Ramzan a fui la Tchétchénie avec sa femme il y a dix ans. Aujourd'hui père de quatre enfants, il raconte "être dehors" depuis 2017. "J'ai mal au coeur pour les enfants. A l'automne, on a dormi quatre mois dans une voiture", lâche-t-il. "On stresse en permanence, le petit pleure toujours et me dit +Papa, ne sors pas+. Il a vu comment la police m'a attrapé pour m'emmener au centre de rétention", poursuit le trentenaire, débouté de l'asile, qui compte sur ses années de présence en France pour régulariser sa situation.

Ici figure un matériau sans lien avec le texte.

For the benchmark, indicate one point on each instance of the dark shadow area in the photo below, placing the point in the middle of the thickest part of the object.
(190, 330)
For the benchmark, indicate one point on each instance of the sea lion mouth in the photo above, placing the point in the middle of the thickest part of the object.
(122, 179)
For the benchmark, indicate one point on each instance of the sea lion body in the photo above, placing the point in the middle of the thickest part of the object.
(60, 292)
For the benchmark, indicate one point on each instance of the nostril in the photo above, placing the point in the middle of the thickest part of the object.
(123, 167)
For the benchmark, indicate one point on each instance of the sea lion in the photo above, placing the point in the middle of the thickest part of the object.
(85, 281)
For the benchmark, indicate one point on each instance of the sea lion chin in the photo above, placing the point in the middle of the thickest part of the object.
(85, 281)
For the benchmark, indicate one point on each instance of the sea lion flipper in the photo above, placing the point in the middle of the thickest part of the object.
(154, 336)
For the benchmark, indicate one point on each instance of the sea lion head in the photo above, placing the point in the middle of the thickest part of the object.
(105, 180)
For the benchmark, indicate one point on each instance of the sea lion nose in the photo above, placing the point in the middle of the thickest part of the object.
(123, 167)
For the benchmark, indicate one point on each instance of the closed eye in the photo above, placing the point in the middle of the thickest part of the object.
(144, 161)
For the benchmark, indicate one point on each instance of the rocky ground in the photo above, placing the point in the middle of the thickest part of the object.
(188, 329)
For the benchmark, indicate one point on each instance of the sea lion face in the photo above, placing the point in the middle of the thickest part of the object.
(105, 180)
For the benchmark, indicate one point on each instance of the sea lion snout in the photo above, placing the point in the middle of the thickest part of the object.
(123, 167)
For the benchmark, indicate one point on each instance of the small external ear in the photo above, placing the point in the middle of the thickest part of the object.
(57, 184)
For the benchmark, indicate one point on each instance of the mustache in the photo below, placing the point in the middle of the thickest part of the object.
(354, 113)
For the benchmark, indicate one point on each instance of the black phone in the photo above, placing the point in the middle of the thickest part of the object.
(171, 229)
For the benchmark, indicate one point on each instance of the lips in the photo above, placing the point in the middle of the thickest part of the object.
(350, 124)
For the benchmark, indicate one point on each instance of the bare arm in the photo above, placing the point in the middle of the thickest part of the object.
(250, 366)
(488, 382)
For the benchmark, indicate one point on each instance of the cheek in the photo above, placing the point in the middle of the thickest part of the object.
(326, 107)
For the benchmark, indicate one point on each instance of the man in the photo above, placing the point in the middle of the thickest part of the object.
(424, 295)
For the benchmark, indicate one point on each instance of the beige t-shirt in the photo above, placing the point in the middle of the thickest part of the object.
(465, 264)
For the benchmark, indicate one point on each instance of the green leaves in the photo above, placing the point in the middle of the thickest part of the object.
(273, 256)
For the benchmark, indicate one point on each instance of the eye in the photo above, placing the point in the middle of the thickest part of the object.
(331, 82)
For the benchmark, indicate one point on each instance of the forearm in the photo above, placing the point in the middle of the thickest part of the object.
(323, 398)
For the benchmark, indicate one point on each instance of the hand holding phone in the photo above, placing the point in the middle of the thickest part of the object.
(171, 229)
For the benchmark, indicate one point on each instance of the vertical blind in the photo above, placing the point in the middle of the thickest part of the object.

Assis sur les gradins, Elisée, Congolais de 49 ans, tend son avant-bras, barré par une cicatrice. "On m'a tiré dessus, il y avait des massacres, j'ai été emprisonné pour mes opinions religieuses mais j'ai réussi à m'évader et à venir ici en 2018", raconte cet exilé qui espère "un toit", emmitouflé dans un blouson rouge.
« Sur le qui-vive »
Tamaria, Géorgienne de 26 ans et mère de trois enfants, ne comprend pas pourquoi "personne ne (l')aide après six mois passés de campement en campement".
"Mon mari était soldat dans l'armée. On a tout quitté à cause de la situation politique et là on se retrouve à la rue. On ne peut pas se laver car l'eau est froide, on ne mange que du sucré, ce n'est pas normal pour des enfants", confie-t-elle.
Au centre du gymnase, des enfants sautent sur un trampoline. Quelques livres pour enfants et peluches traînent, épars.
"Ils ne sont pas dans un très bon état général", relève Céline Farges, une pédiatre qui les suit depuis plusieurs mois. "Ils sont globalement assez fatigués, très grognons, très agités, très peu accessibles aux apprentissages. Même en mettant des jeux devant les petits, on voit bien qu'ils ne savent pas jouer, qu'ils ne peuvent pas se concentrer, qu'ils sont sur le qui-vive et n'ont pas de cycle +je dors, je mange, je joue+, c'est assez terrible".
Alors que la gestion des flux d'immigration et l'intégration des migrants est un thème récurrent de la campagne présidentielle française en cours, mairies et associations pointent auprès de l'AFP la responsabilité de l'Etat. "Ca fait plus d'un an qu'ils sont trimballés de solution non pérenne en solution non pérenne, c'est le ping-pong permanent avec la préfecture qui ne veut pas les prendre en charge. L'Etat ne fait pas son boulot", dénonce Yann Manzi.
"On ne quitte pas un pays pour rien", poursuit-il. "Même s'ils ont un récit complètement atroce on leur dit +retourne chez toi mourir+".
Interrogées, les autorités départementales ont réitéré leur volonté de "trouver des solutions pérennes" et rappelé que l’État finançait chaque soir la mise à l’abri de 1.450 personnes en Ille-et-Vilaine.
"On héberge 950 personnes par jour aux frais de la mairie", explique de son côté David Travers, adjoint délégué à la Solidarité à la ville de Rennes. "Ce sont essentiellement des gens qu'on désigne affreusement sous le nom de +ni régularisables, ni expulsables+, un non statut insupportable qui les condamne à errer dans la précarité 5 à 10 ans avant de pouvoir prétendre obtenir une régularisation", ajoute-t-il.